- Kategori
- Tarih
Enver Paşa ve İttihat Terakki Soykırım mı yaptı? Ermeni sorunu (2)
Osmanlı Devlet Yönetim Biçimi[Millet Sistemi]
Bugün batılı tarihçelerin ve siyaset adamlarının Ermeni Soykırımı[!] olarak görmeye çalıştıkları olaylar zincirinin ele alınma yöntemi, ulaşılan sonucu da etkilemektedir. Söylemek istediğim şey, bu görüş açısından bakılınca,19uncu yüzyılda Osmanlı Devletinde yalnız Müslüman Türkler ile Hristiyan Ermeniler yaşıyormuş gibi algılanıp tahlil yapılmaya çalışılmaktadır ki ulaştığı sonuç bir yanlışlıktır. Hâlbuki aynı dönemdeki Osmanlı nüfusu ayrıntılı olarak incelenirse;
1- 881/82-83 nüfus sayımı sonuçlarına göre;
Müslümanlar.........9 333 671......%77.34
Rumlar ....... 1 325 735........%10.99
Ermeniler ..........974 186 ...........%8.8
Yahudiler ............. 90 605 ..............%0.75
Diğer bazı dinlere mensupların oranı %2.84 olmak kaydı ile, toplam 12 064 186 olduğu görülür. Bu rakam içinde gayrimüslim unsur %22.66 oranındadır. Bu da bize Ermenilerin aynı dönemde Osmanlı vatandaşı gayrimüslimler arasında ancak ikinci nüfus yoğunluğuna sahip olduklarını göstermektedir. Yani imparatorlukta yalnız Türkler ve Ermeniler yaşamamakta, çok çeşitli milletlerden insanlar yaşamaktadır
Bu ön bilginin ardından Osmanlı’nın yönetim biçimini de yani ‘Millet Sistemini 'de anlatınca konu daha da anlaşılır hale gelecektir.
Millet Sistemi
Millet kelimesinin modern "nation’" karşılaması oldukça yenidir. 20nci yüzyıla kadar Osmanlı literatüründe millet; ’aynı dine[ veya mezhebe]inanan insan topluluğunu ifade etmek için kullanılmıştır.

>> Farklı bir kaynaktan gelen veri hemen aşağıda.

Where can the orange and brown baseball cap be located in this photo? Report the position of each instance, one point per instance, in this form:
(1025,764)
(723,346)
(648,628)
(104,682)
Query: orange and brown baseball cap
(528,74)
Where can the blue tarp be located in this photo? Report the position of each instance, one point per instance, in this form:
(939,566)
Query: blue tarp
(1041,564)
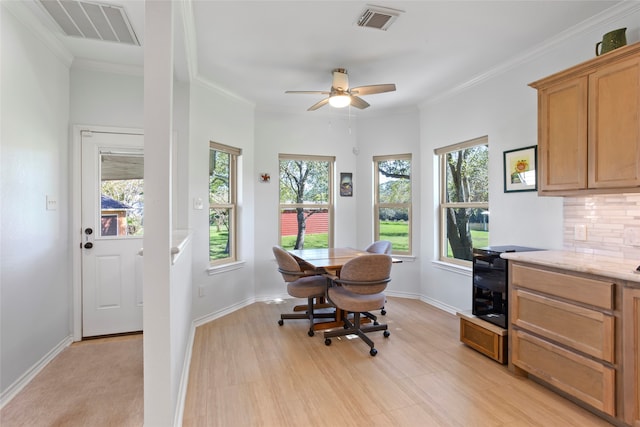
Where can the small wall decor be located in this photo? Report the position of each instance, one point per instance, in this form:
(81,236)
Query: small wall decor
(520,169)
(346,184)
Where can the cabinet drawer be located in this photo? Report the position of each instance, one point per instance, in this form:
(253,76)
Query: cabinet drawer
(597,293)
(583,378)
(589,331)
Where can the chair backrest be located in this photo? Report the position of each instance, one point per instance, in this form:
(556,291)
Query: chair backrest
(380,247)
(366,274)
(287,263)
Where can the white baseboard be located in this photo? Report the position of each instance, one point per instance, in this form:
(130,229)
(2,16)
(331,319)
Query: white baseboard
(439,304)
(223,312)
(30,374)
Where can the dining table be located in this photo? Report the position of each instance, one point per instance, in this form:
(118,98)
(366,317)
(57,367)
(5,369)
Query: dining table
(331,260)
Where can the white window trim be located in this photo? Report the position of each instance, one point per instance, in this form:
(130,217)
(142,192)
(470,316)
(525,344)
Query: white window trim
(377,205)
(443,204)
(234,153)
(330,205)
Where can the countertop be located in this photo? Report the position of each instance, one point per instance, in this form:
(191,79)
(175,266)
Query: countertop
(617,268)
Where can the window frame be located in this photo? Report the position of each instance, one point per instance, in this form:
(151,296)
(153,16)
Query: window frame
(330,196)
(234,153)
(377,205)
(444,205)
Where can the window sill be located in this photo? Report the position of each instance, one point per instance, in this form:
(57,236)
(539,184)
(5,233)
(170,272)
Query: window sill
(218,269)
(404,258)
(454,268)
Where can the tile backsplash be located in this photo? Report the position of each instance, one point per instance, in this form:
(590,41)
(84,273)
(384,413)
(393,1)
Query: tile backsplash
(611,221)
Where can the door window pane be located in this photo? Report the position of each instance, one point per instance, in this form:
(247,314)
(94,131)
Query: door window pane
(121,195)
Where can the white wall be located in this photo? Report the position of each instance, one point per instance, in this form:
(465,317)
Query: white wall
(312,133)
(503,107)
(35,265)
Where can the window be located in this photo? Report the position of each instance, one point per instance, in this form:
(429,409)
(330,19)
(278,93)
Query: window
(464,199)
(392,204)
(222,203)
(306,201)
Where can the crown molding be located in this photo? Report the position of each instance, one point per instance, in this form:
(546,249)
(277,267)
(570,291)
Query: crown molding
(23,11)
(108,67)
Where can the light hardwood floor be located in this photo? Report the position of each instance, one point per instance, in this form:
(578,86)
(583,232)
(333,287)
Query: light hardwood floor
(248,371)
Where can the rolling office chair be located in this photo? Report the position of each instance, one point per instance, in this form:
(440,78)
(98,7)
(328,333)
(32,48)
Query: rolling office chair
(378,247)
(359,289)
(301,284)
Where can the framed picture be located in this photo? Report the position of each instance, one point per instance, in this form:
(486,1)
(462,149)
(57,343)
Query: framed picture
(520,169)
(346,184)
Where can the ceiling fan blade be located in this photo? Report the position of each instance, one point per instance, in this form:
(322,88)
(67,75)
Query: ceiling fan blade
(318,104)
(371,89)
(358,102)
(309,92)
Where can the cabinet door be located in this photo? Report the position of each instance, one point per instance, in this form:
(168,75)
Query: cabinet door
(562,136)
(631,355)
(614,125)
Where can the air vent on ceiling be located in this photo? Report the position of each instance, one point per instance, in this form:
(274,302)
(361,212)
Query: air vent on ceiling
(378,17)
(92,20)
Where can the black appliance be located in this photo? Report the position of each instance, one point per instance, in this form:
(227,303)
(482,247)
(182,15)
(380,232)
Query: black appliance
(490,275)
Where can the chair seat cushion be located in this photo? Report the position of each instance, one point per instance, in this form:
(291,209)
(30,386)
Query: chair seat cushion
(349,301)
(309,286)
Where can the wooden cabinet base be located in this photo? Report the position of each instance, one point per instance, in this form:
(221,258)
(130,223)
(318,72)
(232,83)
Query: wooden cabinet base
(483,336)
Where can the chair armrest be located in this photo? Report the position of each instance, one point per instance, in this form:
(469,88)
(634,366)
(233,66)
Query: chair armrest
(361,282)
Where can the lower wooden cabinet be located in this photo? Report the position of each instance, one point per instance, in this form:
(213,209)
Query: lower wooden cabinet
(581,377)
(484,337)
(579,333)
(588,331)
(631,355)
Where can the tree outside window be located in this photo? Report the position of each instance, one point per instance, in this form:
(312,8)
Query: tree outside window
(306,201)
(222,203)
(392,206)
(464,199)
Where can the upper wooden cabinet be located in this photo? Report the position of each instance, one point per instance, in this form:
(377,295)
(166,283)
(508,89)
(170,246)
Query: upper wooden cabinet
(589,126)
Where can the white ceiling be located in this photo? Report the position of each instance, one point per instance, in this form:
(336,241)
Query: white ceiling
(256,50)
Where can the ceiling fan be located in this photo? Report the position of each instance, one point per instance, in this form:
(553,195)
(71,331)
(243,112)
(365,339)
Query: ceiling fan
(341,95)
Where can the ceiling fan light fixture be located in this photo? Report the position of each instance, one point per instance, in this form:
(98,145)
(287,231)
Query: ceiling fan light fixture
(339,101)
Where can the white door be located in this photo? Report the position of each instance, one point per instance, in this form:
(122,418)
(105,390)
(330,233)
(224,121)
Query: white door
(112,232)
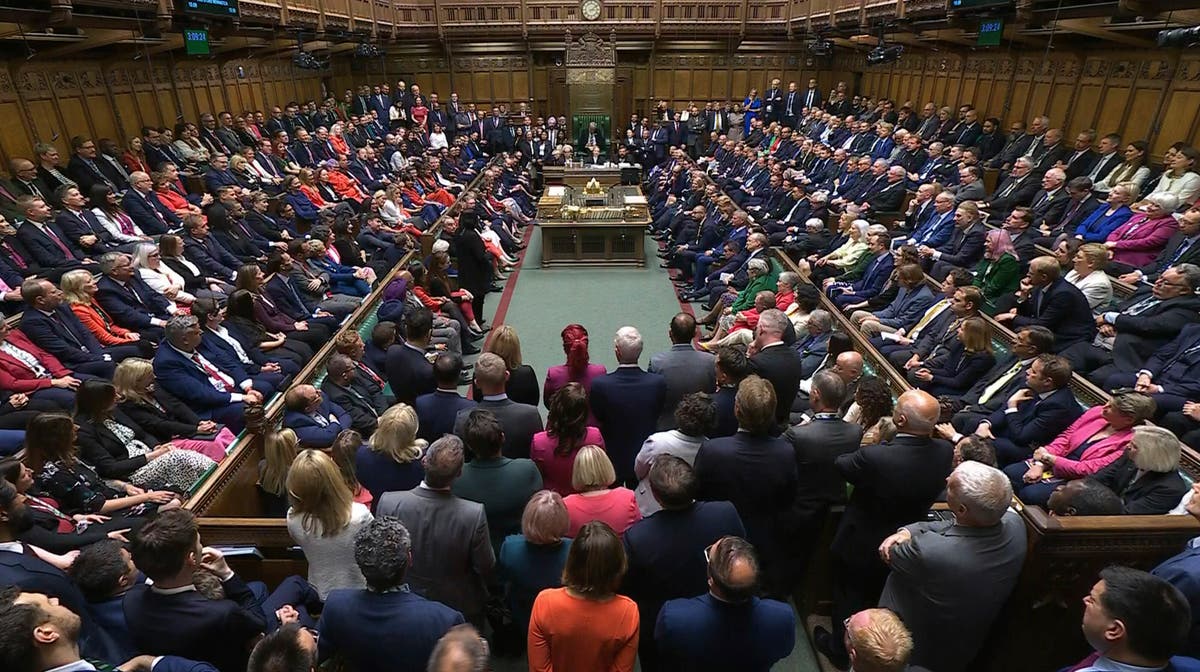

Osmanlı, Müslümanları tek millet, gayrimüslimleri de inandıkları din veya mezhebe göre ayrı ayrı milletler olarak tanımlamış; siyasi, idari ve sosyal organizasyonları da bu ayrımın temelinde geliştirmiştir. İslam hukukunun getirdiği esaslara ve kayıtlamalara bağlı kalarak gerçekleştirilen bu organizasyonda her dini topluluk yarı özerk siyasal ve sosyal ayrı bir birim oluşturmakta, bu birimlerin meydana getirdiği sisteme de’ Millet Sistemi’ adı verilmektedir.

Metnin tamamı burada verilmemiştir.